The final straw occurred when I received a call from SWF one evening. I was home, and did not feel like talking, so I let it go to voice mail. She did not leave a message. She called back shortly thereafter and left a rather angry voice mail saying "I know you're home, I just drove by your house and the lights are on." and hung up. Then a text message saying "Thanks for nothing." and finally, another voice mail, this one sappy and apologetic saying "I'm sorry, I was just upset, I miss you and I want to see you. Please call me it doesn't matter what time."
Needless to say, I didn't call. The next day, I texted that I had been feeling ill and went to sleep early. I began avoiding her at work, making up excuses as to why I couldn't go do things with her.
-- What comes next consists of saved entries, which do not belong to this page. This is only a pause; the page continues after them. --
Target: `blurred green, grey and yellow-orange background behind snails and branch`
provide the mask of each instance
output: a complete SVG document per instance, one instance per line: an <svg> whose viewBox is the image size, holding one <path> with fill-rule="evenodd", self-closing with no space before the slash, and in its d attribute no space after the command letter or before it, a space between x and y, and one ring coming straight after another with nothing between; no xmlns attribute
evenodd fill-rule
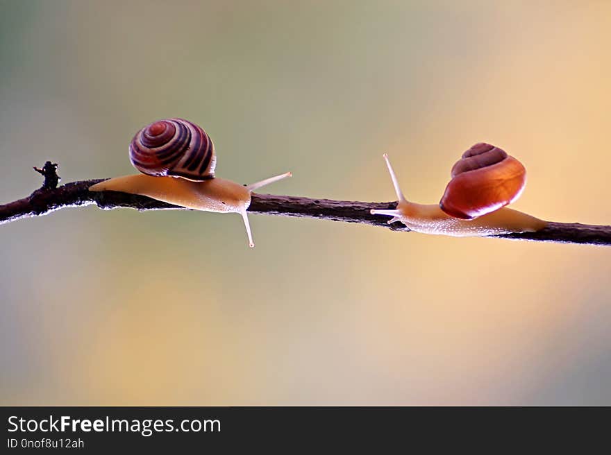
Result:
<svg viewBox="0 0 611 455"><path fill-rule="evenodd" d="M435 203L489 141L515 208L611 223L609 1L0 0L0 203L134 173L199 123L217 175ZM0 404L611 404L611 250L186 211L0 227Z"/></svg>

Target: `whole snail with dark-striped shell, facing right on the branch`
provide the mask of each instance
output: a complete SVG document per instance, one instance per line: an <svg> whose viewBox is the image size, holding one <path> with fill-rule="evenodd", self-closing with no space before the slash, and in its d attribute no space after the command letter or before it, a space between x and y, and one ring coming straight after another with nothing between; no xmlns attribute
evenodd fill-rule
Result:
<svg viewBox="0 0 611 455"><path fill-rule="evenodd" d="M122 191L204 212L238 213L251 247L255 244L246 215L251 193L292 175L287 172L249 185L216 178L212 139L184 119L163 119L142 128L129 145L129 158L141 174L111 178L89 191Z"/></svg>

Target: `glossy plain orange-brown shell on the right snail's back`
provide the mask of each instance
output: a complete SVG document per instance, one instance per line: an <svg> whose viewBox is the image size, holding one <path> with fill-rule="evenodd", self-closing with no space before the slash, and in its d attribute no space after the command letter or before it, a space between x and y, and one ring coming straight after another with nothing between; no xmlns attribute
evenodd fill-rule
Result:
<svg viewBox="0 0 611 455"><path fill-rule="evenodd" d="M462 154L451 175L440 207L462 219L477 218L512 203L526 184L526 169L518 160L483 142Z"/></svg>

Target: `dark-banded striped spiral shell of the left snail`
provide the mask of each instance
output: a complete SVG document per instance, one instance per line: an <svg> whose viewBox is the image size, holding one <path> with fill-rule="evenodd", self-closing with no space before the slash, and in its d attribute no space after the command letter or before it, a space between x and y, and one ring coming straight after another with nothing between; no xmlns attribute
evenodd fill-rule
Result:
<svg viewBox="0 0 611 455"><path fill-rule="evenodd" d="M129 159L142 173L195 181L214 178L217 161L212 139L184 119L163 119L142 128L129 144Z"/></svg>

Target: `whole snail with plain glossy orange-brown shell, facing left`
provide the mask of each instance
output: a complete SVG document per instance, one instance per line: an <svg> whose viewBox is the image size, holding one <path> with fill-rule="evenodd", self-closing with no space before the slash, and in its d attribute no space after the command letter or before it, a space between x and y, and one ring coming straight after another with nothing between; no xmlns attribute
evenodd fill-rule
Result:
<svg viewBox="0 0 611 455"><path fill-rule="evenodd" d="M462 154L451 171L451 180L439 204L408 202L388 155L386 166L399 203L394 210L371 210L392 216L388 224L401 221L412 231L453 237L474 237L536 232L546 222L506 208L519 198L526 184L526 169L501 148L478 143Z"/></svg>

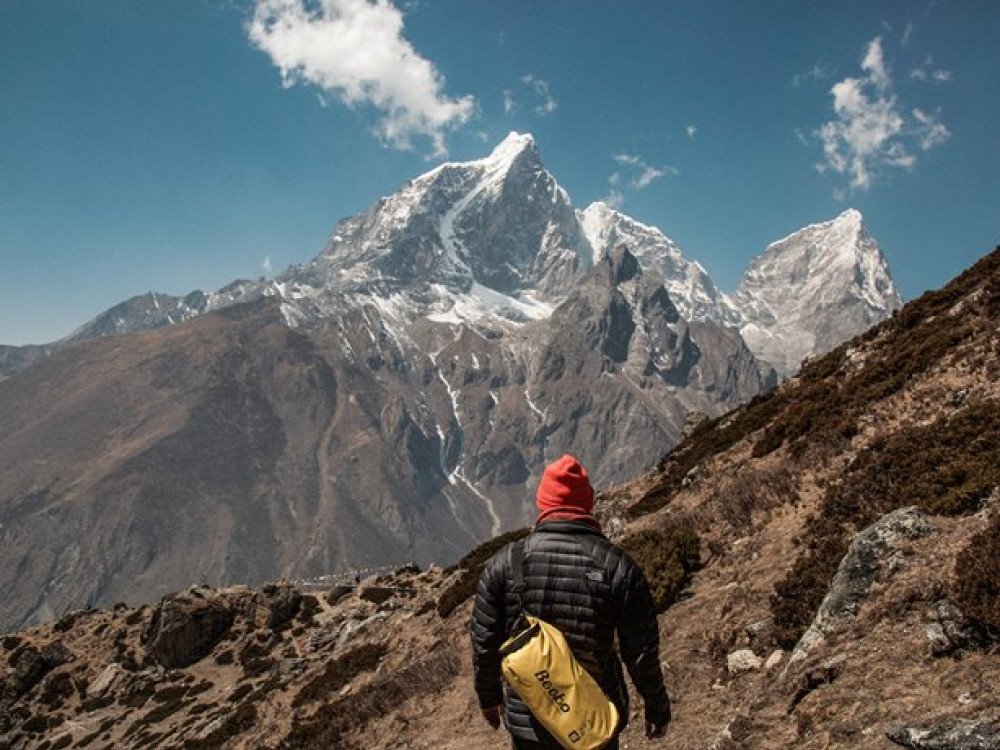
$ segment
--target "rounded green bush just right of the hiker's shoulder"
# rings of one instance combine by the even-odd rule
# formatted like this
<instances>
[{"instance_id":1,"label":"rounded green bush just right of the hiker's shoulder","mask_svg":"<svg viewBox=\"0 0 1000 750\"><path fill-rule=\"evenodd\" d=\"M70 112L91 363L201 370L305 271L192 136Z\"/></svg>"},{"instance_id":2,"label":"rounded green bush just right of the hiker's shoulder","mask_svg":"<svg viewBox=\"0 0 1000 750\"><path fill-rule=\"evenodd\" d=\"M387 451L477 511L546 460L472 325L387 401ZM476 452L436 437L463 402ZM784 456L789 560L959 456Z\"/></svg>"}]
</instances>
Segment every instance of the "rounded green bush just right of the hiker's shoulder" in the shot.
<instances>
[{"instance_id":1,"label":"rounded green bush just right of the hiker's shoulder","mask_svg":"<svg viewBox=\"0 0 1000 750\"><path fill-rule=\"evenodd\" d=\"M621 546L646 574L657 612L677 601L701 557L698 535L684 525L640 531L625 537Z\"/></svg>"}]
</instances>

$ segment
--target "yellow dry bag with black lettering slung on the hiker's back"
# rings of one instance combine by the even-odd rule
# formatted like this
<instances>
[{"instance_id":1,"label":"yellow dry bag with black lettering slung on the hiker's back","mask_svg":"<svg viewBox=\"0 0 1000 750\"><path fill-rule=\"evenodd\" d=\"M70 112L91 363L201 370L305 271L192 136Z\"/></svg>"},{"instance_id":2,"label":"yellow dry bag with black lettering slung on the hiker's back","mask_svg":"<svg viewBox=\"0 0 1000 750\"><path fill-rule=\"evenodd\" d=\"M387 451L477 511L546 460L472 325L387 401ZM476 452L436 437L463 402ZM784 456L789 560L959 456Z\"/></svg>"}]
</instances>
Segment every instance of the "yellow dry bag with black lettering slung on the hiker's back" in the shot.
<instances>
[{"instance_id":1,"label":"yellow dry bag with black lettering slung on the hiker's back","mask_svg":"<svg viewBox=\"0 0 1000 750\"><path fill-rule=\"evenodd\" d=\"M524 588L522 554L521 549L513 551L518 596ZM604 747L618 728L617 707L577 661L558 628L524 612L523 604L522 614L527 627L500 647L507 684L563 747Z\"/></svg>"}]
</instances>

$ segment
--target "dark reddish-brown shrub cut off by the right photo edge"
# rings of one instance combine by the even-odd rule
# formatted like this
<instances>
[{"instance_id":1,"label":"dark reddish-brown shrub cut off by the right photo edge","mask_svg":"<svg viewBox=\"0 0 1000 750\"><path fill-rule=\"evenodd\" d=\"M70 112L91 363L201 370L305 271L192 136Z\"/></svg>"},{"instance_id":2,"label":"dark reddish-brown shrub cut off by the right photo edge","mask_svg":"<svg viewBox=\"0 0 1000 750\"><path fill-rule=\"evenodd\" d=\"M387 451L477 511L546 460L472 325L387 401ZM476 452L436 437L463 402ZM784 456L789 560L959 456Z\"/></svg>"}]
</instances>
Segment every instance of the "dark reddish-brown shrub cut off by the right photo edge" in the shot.
<instances>
[{"instance_id":1,"label":"dark reddish-brown shrub cut off by the right photo edge","mask_svg":"<svg viewBox=\"0 0 1000 750\"><path fill-rule=\"evenodd\" d=\"M969 540L955 561L952 596L962 613L1000 638L1000 512Z\"/></svg>"}]
</instances>

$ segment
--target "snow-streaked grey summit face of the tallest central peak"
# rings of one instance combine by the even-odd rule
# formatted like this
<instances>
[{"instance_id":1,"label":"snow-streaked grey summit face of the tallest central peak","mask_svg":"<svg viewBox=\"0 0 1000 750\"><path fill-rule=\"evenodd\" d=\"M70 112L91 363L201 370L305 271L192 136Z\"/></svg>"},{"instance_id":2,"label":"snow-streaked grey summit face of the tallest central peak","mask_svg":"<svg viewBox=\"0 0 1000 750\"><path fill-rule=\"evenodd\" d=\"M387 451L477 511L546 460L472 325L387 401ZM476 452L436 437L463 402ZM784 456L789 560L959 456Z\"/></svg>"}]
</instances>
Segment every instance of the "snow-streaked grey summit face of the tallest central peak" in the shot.
<instances>
[{"instance_id":1,"label":"snow-streaked grey summit face of the tallest central peak","mask_svg":"<svg viewBox=\"0 0 1000 750\"><path fill-rule=\"evenodd\" d=\"M447 304L474 285L557 298L590 257L569 197L534 141L512 134L489 157L438 167L341 222L312 264L280 281L311 288L308 297L405 289L425 305Z\"/></svg>"}]
</instances>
It took a long time for her to "get the hint". She even tried confronting me at one point, and I just responded that we had grown apart, that I was very busy, and had a lot going on. BS, I know, but I didn't want to add fuel to what I already perceived as a full-blown fire.
The strangest part of all of this, is that during the course of this entire thing, SWF got engaged, bought a house with her fiance', got married (I did attend the wedding), got pregnant and had a baby. All wonderful occasions and milestones that should have brought her joy and fulfillment in her life. Instead, she was obsessing over me and every aspect of my life - my boyfriend, my finances, my job, my dogs. She asked other people questions to "check up" on me. She continued to try to maintain a friendship with my best friend.
This was all just too much. I am about a year removed from this situation. I still work with SWF, but make sure I have minimal contact. She sometimes calls or texts, I usually do not answer.
Sometimes I feel badly, thinking she really doesn't have any friends, and what that must feel like. But I then remind myself that the friends I want in my life are positive, supportive people who are there because they truly like me, not for some weird symbiotic quid-pro-quo dependent relationship.
Why am I writing about this now? Well, I saw SWF at work today, she was eavesdropping on a conversation I was having with someone else, and it reminded me why I decided to cut ties with this person. I truly hope that she finds the love and happiness in her life that she seems to crave. Perhaps with time, and a growing family, she will. In the meantime, I have moved on, learned my lesson, and feel validated in my decision. Friendships are sometimes a rocky road, but I feel that at least with this experience, I have grown as a person, and am all the wiser for it.
she sounds creepy and needy and i would have no trouble at all just coming out and telling her that!